La facture s’annonce encore plus salée pour les ménages, et particulièrement ceux qui disposent de moins de marge de manoeuvre financière, poursuivent les auteurs du rapport. Affecté entre autres par les conséquences de la destruction accélérée des infrastructures sur les coûts de production et par la réduction du travail due à la chaleur et aux maladies, le revenu annuel moyen de chaque Canadien aura été réduit de 720 $ d’ici trois ans par rapport à ce qu’il aurait été sans les changements climatiques. Ce montant sera de 1900 $ à 2300 $ en 2050, et pourrait dépasser 10 500 $ par an en 2095.

Une partie de cet appauvrissement viendra des besoins grandissants des gouvernements aux prises avec des routes, des bâtiments et infrastructures urbaines qui nécessiteront des réparations et des reconstructions de plus en plus fréquentes et coûteuses, sans parler de l’accroissement des coûts de santé dû à la pollution.

Tous plus ou moins perdants

 

Et toutes ces estimations sont probablement prudentes, précisent les experts de l’ICC. Comme un iceberg dont on ne verrait que la partie émergée, de nombreux risques économiques bien réels, mais difficiles à estimer, se feront probablement aussi sentir, comme l’augmentation des problèmes de santé mentale, l’augmentation du nombre de réfugiés climatiques et la détérioration d’écosystèmes assurant des services écologiques vitaux.

Le Québec serait l’un des endroits où ces répercussions économiques négatives seraient les plus faibles au Canada, loin derrière les territoires nordiques et l’Alberta, entre autres parce que le réchauffement du climat devrait apporter plus d’eau dans ses barrages hydroélectriques. Le secteur agricole pourrait aussi voir ses rendements augmenter et celui de la construction pourrait profiter de toutes ces infrastructures à rebâtir, mais les pertes essuyées par tous les autres secteurs feraient plus qu’effacer ces gains.

Réduire et s’adapter

Le respect des promesses en matière de réduction de gaz à effet de serre (GES) aiderait évidemment à limiter cette croissance des coûts attribuables aux bouleversements du climat.
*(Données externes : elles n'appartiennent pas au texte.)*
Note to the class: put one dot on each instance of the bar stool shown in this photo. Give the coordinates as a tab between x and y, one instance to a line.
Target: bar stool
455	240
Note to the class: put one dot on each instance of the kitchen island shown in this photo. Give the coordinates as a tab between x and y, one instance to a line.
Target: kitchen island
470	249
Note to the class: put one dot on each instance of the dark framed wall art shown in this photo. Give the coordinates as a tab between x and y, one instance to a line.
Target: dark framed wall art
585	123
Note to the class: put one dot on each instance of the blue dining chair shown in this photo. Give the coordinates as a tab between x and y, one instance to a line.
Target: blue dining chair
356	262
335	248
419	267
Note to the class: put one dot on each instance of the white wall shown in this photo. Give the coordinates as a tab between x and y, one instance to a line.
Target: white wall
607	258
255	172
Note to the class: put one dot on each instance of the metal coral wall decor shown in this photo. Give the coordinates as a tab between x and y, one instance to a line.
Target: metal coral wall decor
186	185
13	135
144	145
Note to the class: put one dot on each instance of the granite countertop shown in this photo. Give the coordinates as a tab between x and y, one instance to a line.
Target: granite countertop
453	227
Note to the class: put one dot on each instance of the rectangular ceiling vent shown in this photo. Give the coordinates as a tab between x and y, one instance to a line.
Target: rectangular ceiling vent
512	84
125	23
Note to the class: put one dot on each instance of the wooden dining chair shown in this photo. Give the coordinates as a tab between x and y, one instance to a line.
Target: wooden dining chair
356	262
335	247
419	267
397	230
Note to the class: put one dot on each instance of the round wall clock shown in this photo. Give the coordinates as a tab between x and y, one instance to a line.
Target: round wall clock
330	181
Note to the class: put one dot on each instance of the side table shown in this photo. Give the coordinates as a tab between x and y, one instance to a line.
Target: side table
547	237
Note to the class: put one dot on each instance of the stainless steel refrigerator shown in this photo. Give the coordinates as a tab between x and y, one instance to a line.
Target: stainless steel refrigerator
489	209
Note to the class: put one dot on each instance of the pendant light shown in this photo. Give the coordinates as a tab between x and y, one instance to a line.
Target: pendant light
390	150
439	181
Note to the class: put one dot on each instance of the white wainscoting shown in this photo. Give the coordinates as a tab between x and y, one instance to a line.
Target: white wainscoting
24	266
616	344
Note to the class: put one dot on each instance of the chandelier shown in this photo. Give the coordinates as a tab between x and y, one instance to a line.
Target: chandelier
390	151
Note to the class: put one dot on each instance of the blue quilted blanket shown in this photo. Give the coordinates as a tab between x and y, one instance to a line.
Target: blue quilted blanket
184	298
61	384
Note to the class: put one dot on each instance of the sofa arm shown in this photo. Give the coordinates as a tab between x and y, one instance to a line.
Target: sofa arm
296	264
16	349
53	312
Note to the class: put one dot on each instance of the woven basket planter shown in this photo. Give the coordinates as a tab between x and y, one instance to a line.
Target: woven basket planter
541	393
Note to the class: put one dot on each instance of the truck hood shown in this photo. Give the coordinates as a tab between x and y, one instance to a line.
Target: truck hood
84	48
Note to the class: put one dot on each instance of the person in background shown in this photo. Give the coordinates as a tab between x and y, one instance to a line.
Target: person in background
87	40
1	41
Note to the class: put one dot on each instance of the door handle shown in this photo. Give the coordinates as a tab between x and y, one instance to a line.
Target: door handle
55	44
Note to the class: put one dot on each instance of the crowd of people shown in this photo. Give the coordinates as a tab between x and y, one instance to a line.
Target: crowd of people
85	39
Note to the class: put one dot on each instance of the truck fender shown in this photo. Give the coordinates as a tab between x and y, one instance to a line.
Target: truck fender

Mais ce serait encore mieux si l’on prenait acte des changements en cours, et si les pouvoirs publics et les entreprises privées s’engageaient sans plus attendre dans une « adaptation proactive » à la nouvelle réalité climatique.

Pris isolément, ces deux types d’action ont le pouvoir de réduire de 50 % le coût économique des changements climatiques, mais menés parallèlement, ils pourraient faire fondre la facture de 75 %.

À elles seules, les mesures d’adaptation ont le pouvoir de transformer un dollar d’investissement en 5 dollars de réductions du coût des dommages directs, en plus de rapporter encore 10 dollars de retombées plus larges sur l’économie tout entière, pour un total de 15 dollars.

Le dévoilement prochain d’une première stratégie canadienne d’adaptation aux changements climatiques aidera peut-être les gouvernements et les entreprises à faire mieux dans ce domaine, espèrent les experts de l’ICC. Mais pour le moment, le Canada est encore plus à la traîne qu’en matière de réduction des GES.